ATG calls on banks to help combat “worrying” Sweden channelisation rates

ATG’s report estimated channelisation rates for gaming to be between 69%-82% in Sweden during Q4. This falls well behind the Swedish’s government’s target of 90% channelisation to legal operators.

The channelisation rate has fallen since the third quarter of 2023. ATG believes there is little sign of the trend being halted.

ATG found visitor traffic to unlicensed operators has increased tenfold since 2019. The research also highlights that out of 20 unlicensed sites with the highest Q4 visitor traffic, 19 shared the same platform providers as licensed operators.

Additionally, of the 20 black-market sites included in the report, none were on the Swedish regulator Spelinspektionen’s banned list.

“It is a very worrying development and our investigation shows that more still needs to be done to keep the unlicensed companies away,” ATG chief executive Hasse Lord Skarplöth stated. “Unlicensed gambling is the biggest threat to the Swedish gambling market and the vulnerable target group with gambling problems.”

ATG requests help from Sweden banks

players in sweden can STILL use bank accounts to deposit and withdraw for black market betting

Of the 20 unlicensed sites with the most Q4 traffic, seven of them offered direct deposit and withdrawal from a Swedish bank account.

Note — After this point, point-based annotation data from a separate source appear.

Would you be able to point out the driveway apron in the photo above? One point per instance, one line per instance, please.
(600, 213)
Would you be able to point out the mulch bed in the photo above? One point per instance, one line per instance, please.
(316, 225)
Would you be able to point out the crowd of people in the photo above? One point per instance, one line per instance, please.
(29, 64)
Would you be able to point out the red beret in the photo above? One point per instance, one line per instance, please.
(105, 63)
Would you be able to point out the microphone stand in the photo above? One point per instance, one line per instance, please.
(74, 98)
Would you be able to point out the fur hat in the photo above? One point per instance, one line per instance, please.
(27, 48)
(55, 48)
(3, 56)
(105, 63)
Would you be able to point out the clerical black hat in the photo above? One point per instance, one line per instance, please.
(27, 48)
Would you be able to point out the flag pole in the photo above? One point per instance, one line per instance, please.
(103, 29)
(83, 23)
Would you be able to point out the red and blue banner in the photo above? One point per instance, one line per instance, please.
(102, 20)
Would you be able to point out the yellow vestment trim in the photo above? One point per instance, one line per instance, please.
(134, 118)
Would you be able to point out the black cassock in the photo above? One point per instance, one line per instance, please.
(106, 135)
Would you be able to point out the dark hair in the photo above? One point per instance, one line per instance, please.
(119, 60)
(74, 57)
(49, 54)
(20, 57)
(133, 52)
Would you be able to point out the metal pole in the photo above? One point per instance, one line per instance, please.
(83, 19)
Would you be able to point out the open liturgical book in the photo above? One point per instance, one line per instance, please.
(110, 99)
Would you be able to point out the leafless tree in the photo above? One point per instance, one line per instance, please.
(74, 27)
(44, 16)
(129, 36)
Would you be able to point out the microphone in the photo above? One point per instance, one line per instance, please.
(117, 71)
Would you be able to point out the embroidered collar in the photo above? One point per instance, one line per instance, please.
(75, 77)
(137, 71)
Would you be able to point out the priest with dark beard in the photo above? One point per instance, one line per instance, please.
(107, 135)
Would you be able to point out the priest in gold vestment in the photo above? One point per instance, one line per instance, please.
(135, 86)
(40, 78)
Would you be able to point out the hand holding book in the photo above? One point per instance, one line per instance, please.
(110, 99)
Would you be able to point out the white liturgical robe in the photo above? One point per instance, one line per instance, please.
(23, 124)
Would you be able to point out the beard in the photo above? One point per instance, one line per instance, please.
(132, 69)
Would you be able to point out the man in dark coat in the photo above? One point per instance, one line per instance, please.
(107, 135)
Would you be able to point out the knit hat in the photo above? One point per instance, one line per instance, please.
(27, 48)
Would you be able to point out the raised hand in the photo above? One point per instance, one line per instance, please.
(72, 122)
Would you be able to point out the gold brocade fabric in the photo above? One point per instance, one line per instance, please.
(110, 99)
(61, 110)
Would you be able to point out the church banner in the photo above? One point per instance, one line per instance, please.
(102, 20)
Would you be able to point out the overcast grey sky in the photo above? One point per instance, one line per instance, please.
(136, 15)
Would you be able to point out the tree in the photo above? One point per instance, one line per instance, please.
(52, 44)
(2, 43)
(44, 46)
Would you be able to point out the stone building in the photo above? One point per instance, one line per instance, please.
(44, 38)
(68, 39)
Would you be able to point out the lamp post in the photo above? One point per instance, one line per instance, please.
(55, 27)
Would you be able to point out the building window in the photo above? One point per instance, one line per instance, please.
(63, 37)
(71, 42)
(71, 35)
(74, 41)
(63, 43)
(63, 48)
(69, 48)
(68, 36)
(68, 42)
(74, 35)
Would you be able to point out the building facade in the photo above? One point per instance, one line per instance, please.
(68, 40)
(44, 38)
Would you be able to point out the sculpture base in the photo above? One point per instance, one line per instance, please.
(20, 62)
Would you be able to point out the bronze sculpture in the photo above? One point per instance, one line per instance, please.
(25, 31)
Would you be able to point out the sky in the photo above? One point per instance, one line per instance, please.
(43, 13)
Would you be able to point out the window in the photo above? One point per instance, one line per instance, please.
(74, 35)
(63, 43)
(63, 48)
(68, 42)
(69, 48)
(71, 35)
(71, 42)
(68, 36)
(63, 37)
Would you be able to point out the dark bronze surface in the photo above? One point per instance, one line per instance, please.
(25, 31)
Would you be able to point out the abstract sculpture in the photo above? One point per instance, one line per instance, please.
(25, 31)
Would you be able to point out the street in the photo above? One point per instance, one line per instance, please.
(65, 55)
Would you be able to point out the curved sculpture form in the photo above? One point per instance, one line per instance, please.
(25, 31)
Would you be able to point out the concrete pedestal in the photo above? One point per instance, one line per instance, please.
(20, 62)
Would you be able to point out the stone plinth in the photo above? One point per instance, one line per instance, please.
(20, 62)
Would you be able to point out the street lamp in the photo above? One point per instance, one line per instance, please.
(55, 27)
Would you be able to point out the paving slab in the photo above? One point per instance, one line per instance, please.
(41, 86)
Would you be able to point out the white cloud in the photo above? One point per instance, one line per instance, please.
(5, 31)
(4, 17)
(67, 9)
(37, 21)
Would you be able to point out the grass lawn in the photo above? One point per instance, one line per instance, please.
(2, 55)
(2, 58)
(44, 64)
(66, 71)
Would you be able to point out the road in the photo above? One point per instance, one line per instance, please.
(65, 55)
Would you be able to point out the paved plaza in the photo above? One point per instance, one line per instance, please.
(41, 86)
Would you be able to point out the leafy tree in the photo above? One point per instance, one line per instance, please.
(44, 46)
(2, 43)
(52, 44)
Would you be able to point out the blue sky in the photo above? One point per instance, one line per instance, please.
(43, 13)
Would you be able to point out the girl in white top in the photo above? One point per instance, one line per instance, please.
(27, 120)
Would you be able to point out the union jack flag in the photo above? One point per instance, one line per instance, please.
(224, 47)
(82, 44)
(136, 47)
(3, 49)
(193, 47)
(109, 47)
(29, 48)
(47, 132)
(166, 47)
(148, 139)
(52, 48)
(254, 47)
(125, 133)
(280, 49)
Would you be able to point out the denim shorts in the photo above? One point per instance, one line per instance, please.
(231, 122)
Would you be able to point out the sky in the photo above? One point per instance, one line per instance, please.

Black market players can use the identity verification company BankID with payments business Krofort.

Skarplöth has called upon banks in Sweden to halt such transactions, instead driving them towards the legal market.

“In the light of our report, it is absurd that the Swedish Gambling Authority and banks impose high anti-money laundering requirements on us licensed gambling companies while at the same time watching unlicensed gambling companies,” Skarplöth declared.

Europe’s black-market problem

While some European countries excel in channelisation, Germany and France are among those struggling with the black market.

A 2023 study from the University of Leipzig found that nearly half of all online gambling in Germany takes place with unlicensed operators.

The research estimated that three-quarters of online revenue in Germany is generated by the black market. As a result, hundreds of millions of euros in tax revenue are missed out on.

At a conference in October, it was said that Germany’s licensed operators are under more pressure from the black market than ever before.

In France, meanwhile, the country’s gambling regulator l’Autorité Nationale des Jeux (ANJ) estimated the illegal gambling market in the nation to be worth up to €1.5bn (£1.28bn/$1.62bn). This would account for more than 10% of the total wagered across the country each year.

The study, carried out by PwC, approximated the gross gaming revenue generated by illegal gambling is between €748m and €1.5bn. This would be responsible for between 5% and 11% of France’s total gambling market, which was worth a record €12.9bn in 2022.

ATG records rise in FY2023 net profit

Despite the concerns over channelisation rates in Sweden, ATG reported a 7.5% year-on-year rise in net profits to SEK1.45bn (£111.2m/€129.9m/$140.9m) for its 2023 financial year.

While total group revenue was marginally lower at SEK6.04bn, net gaming revenue edged up 0.9% to SEK5.27bn.

“I feel proud of the 2023 figures,” Skarplöth said. “ATG had growth when the total gambling market landed at plus or minus zero.”